Saturday 20 January 2024

Long wait over - a day in UHW

Up with the alarm at six o'clock, half a glass of water and my blood pressure pills, then waiting for the taxi to arrive at quarter to seven, on time. My driver was a Sikh. It wasn't long into the trip to UHW before he was quizzing me about why westerners traditionally prefer to bury their dead rather than cremate as Sikh scriptures recommend. I explained that burial was seen as a way to cherish the memory of the dead, and it gave rise to graveside customs and visits with flowers, more about the need of the living than the dead. In Sikhdom and Hinduism bodily remains are of disposable value after the soul has departed. As much as I could manage at seven in the morning!

The concourse at UHW was almost empty, nobody to ask, though the route to the Short Stay Surgical Unit had proper signage. The entrance was locked and unlit, however. There was a pink sheet in a plastic wallet stuck to wall with SSSU and arrows on it. I walked, and came across a porter with a trolley full of half litre bottles of milk. "Hello, aren't you a priest?" Surprised, I confessed. "You did my mum's funeral at St John's four years ago", he told me. He told me to keep following the scant diversion signs and gave me a vague sense of location. I had to ask another staff member when I ran into fencing blocking the way across on open yard to an external door. No notices, no clarity about the destination. But the only way to find out if this was the correct entrance was circumnavigate the security fence, as all the doors leading out into this back alley were locked. SSSU may employ really hi-tech surgery but is evidently of such low status is the hospital pecking order. A five minute walk took fifteen. Just as well I was early.

Then an hour of repeated bureaucracy and identity checks and the inane question "Do you know why you are here?" The anaesthetist noticed that I'd not had a blood test for eight months. Pre-op assessments are, I believe, valid for six months. Clearly I had been fitted into the schedule at ten days rather then two to three weeks notice, for which I'm grateful of course but the admin hadn't caught up. Blood was drawn and taken for testing. This I imagine was a factor leading to my op slipping down the list until last. I waited six hours to go to the operating theatre. The tedium was relieved by conversing with a tall bearded student nurse. We talked about whether there was sense to be made of any religious quest.
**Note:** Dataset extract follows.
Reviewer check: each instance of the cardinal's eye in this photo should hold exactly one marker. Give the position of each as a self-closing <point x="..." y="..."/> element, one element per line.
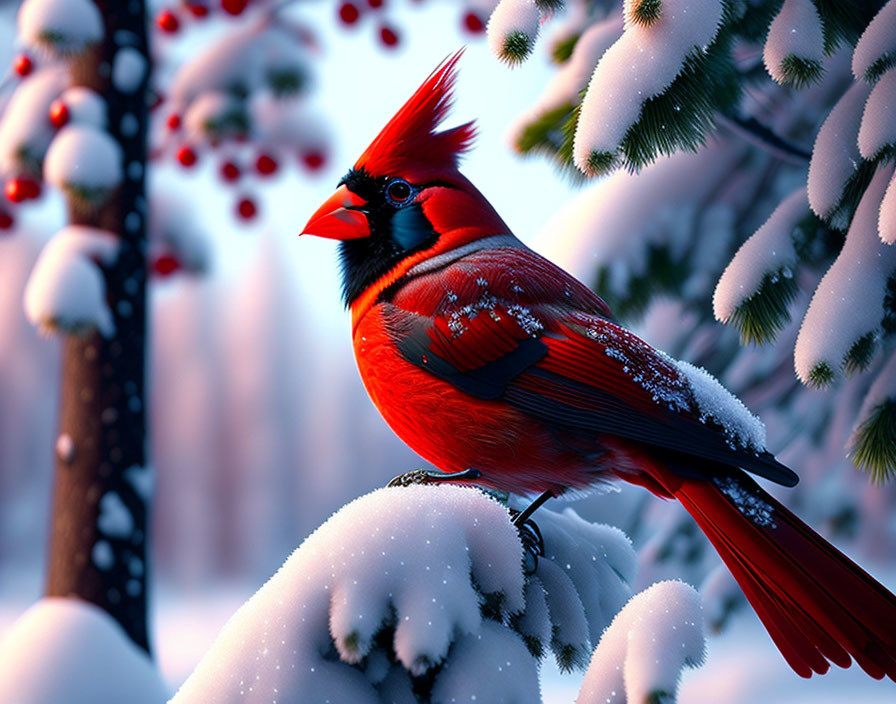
<point x="398" y="192"/>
I steered him towards considering the way of the mystics. Don't start with ritual or belief but with your own curiosity about what's unknown, above and beyond existence. Did he understand me? I'll never know.

It was two thirty when I was taken to theatre. The clock read a quarter to three when I was about to slip into the Unknown, and five fifteen when I emerged. The six year long wait for surgery ended with another  long wait for surgery!

The op was longer than expected as my blood pressure was through the roof. Getting a 430mm stone out through my navel must have been a wrestle, like extracting a tooth. Now the surrounding area is bruised. The four incisions aren't that painful. I thought the recovery room nurse wasn't quite allowing me enough time to come to, then realised it was a quarter past home time. The assistant surgeon already in his outdoor clothes ready to go, gave me a letter for my GP, recommending a hypertension medication review, as the monitoring team had difficulty controlling my blood pressure. Not surprising removing such a big stone.

 The nightmare began when I was back on the ward. I warned that my stomach would be inflated with air during the op and that I should expect to pass lots of wind. Nothing but pure agony. Impossible to move at any angle without pain. It was hard to take anything but a shallow breath despite a nurse exhorting me take deep breaths - like in yoga. Really?

The nursing shift was coming to an end. I was still groggy from anaesthetic, and at the end of 22 hours of fasting, feeling faint. No food was offered, or notification that you should bring your own. A nurse gave me a banana which revived me. No nausea, just pain. Due to the shift change my discharge was delayed an an hour. A young nurse wheeled me down to the concourse. The east wind blowing up the corridor was at minus three. Ruth kindly collected me and took me home by car by 8.30pm.

I was in bed by 9.15pm, dozed for six hours immobilised by stomach muscle pain, then struggling to get out of bed for a pee. Getting in and out of bed was agonising every which way, and had to be careful to avoid stressing the four wounds. My pulse rate was frighteningly high, but calmed down when I took a blood pressure tablet six hours early. I got up and walked around, and slept the rest of the night in the lounge chair.

I haven't felt this bad since I went down with anal infection four years ago,  especially when I was in Ibiza, alone with an infection and struggling to get in and out of bed for a pee. I didn't expect the trauma of that experience to visit me again here. But, I am still alive, the pain reminds me. And I daresay it will subside fairly soon.